Doch viele Agenturen, wie auch talk2move, wollen nicht weiter expandieren. „Das Wachstum würde zu Lasten der Qualität gehen, und das ist in unserem Job extrem kontraproduktiv“, warnt Sachse. Ähnlich sieht das Robert Buchhaus von der Face2Face Fundraising GmbH aus Wien: „Ein Fundraiser kann einen sehr guten Mailingtext 100 Mal oder auch eine Million Mal drucken lassen und verschicken. Ein sehr guter Teamleiter kann aber nur fünf bis zehn Dialoger über ein paar Wochen gut betreuen und schulen – aber nicht gleich ein paar Tausend.“ Die Wachstumsgeschwindigkeit der Agentur sei da einfach begrenzt. „Selbst wenn ich morgen 1000 willige Kandidaten habe, die ich in ein T-Shirt stecke und an die nächste Ecke stelle, werden die sehr wahrscheinlich nicht erfolgreich. Für die Agentur also nur Kosten“, bringt es Buchhaus auf den Punkt. Insider sogar von verbrannter Erde, die Agenturen ohne Qualitätsanspruch in Deutschland hinterliessen und auch ihre Auftraggeber damit in ein schlechtes Licht rückten.
„Wir arbeiten vernünftig, überreden nicht, sondern führen ein freundliches Gespräch über Inhalte“
„Für mich ist es wichtig, dass sich die Menschen in den Fussgängerzonen nicht bedrängt fühlen. Es muss klar sein: Wir arbeiten vernünftig, überreden nicht, sondern führen ein freundliches Gespräch über Inhalte“, fasst Dirk Sabrowski, Geschäftsführer des Uno-Flüchtlingshilfswerks, zusammen. Er arbeitet hauptsächlich mit der Berliner Agentur DialogDirect zusammen. Das braucht gut ausgebildetes Personal. Die Schweizer Agentur Corris beschäftigt jedes Jahr rund 1000 Dialoger. Von den über 10 000 Bewerbungen im Jahr 2015 wurden aber nur 1000 Personen rekrutiert. Zehn Prozent der Bewerber übernimmt auch Buchhaus in seiner Agentur. Starke kommunikative Grundfähigkeiten, Positivität, emotionale Belastbarkeit und Kontaktfreude seien nur einige der geforderten Kriterien für eine Einstellung. „In der Schweiz muss man auch noch die jeweilige Landessprache in den Einsatzregionen fliessend beherrschen“, ergänzt Bernhard Bircher-Suits, Leiter Marketing & Communications bei der Schweizer Agentur Corris. Auch die Fitness sei wichtig, weil die Dialoger viel auf den Beinen sind.

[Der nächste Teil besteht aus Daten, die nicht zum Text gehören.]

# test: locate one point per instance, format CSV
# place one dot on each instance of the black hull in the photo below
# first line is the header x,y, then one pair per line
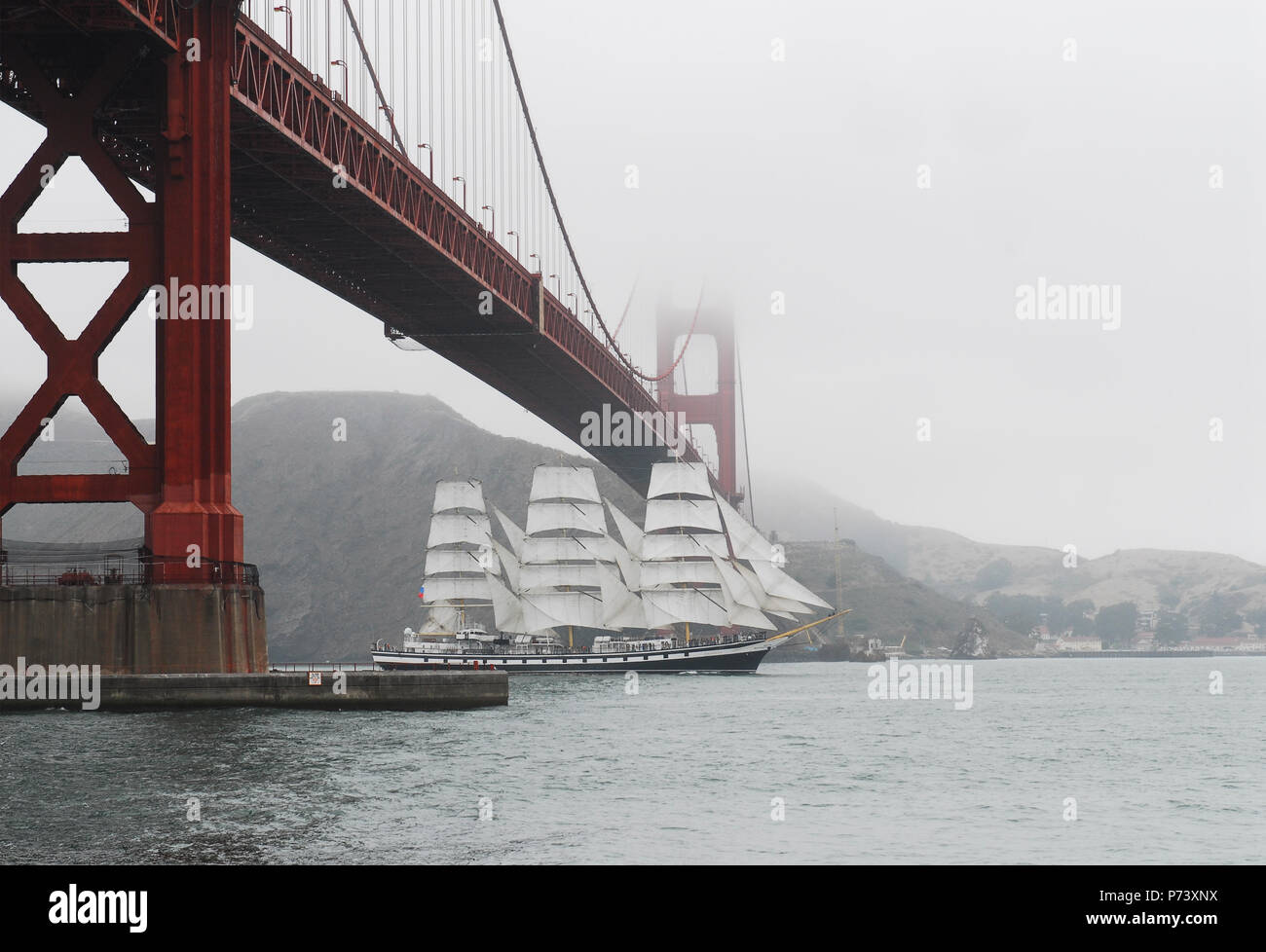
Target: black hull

Organisationen wie Greenpeace und Amnesty International setzen unter anderem wegen der fehlenden Kapazitäten der Agenturen und der intensiveren Kontrolle der Qualität schon länger auf Inhouse-Programme mit eigenem Personal. Nachteil ist, dass dies am Anfang wegen der enormen Vorlaufzeit noch arbeits- und kostenintensiver ist. Langfristig lohnt es sich aber, wie die Methode insgesamt. So gewann beispielsweise Save the children 2014 mit seinem Inhouse-Programm mit drei Koordinatoren in der Geschäftsstelle und 66 Mitarbeitern 11 000 Dauerspender mit Face-to-Face, wie Lasse Künzer, Leiter Fundraising und Kommunikation bei Save the Children, beim Norddeutschen Fundraisingtag 2015 berichtete. Auch für die Dienstleister ist Qualität ein Dauerthema. Deshalb setzen sie grosse Hoffnung in den geplanten Qualitätszirkel Face-to-Face-Fundraising, der sich in Deutschland nach dem Vorbild in Österreich mit zwölf NPOs und Dienstleistern gründete. Richtig wirksam ist er aber bisher noch nicht, was Nadine Sachse bedauert: „Je mehr Organisationen Face-to-Face-Fundraising betreiben, desto mehr Kritiker wird es geben. Deshalb ist es gut, verlässliche Qualitätskriterien zu haben, nach denen alle arbeiten.“ Dr. Günther Lutschinger, der die österreichische Qualitätsinitiative Fördererwerbung als Fundraisingverbandschef unter seinen Fittichen hat sieht noch weitere Vorteile: „Gemeinsam können wir viel besser gegen schwarze Schafe vorgehen und uns davon abgrenzen. Das merken dann auch die Städte, die für die Infostandgenehmigung zuständig sind, und nehmen uns als kompetenten Ansprechpartner wahr.“
„Verbote von Fördererwerbung sind ein unhaltbarer Zustand“
In der Standgenehmigung sieht Buchaus eines der grössten Probleme: „Verbote von Fördererwerbung sind ein unhaltbarer Zustand“, schimpft er. Städte sollten nur nach Kriterien wie Häufigkeit, Verteilungsfairness oder Verkehrssicherheit entscheiden können, was im öffentlichen Raum geschieht, aber nicht, ob in einem Gespräch zwischen Bürgern und Vereinen eine Fördermitgliedschaft vereinbart wird. „Das ist meiner Ansicht nach eine klare Beschneidung des Rechts von gemeinnützigen Vereinen!“ Auch die Einführung des Mindestlohns in Deutschland hat die Branche einiges gekostet. Das war im ursprünglichen Modell so nicht eingepreist. „Sowohl unsere Kunden als auch wir als Agenturen waren uns darüber einig, das Entlohnungssystem sofort auf den Mindestlohn anzupassen“, stellt Sachse klar. Ganz so verhielten sich aber offensichtlich nicht alle. Noch ein Grund für ein gemeinsames Qualitätsversprechen.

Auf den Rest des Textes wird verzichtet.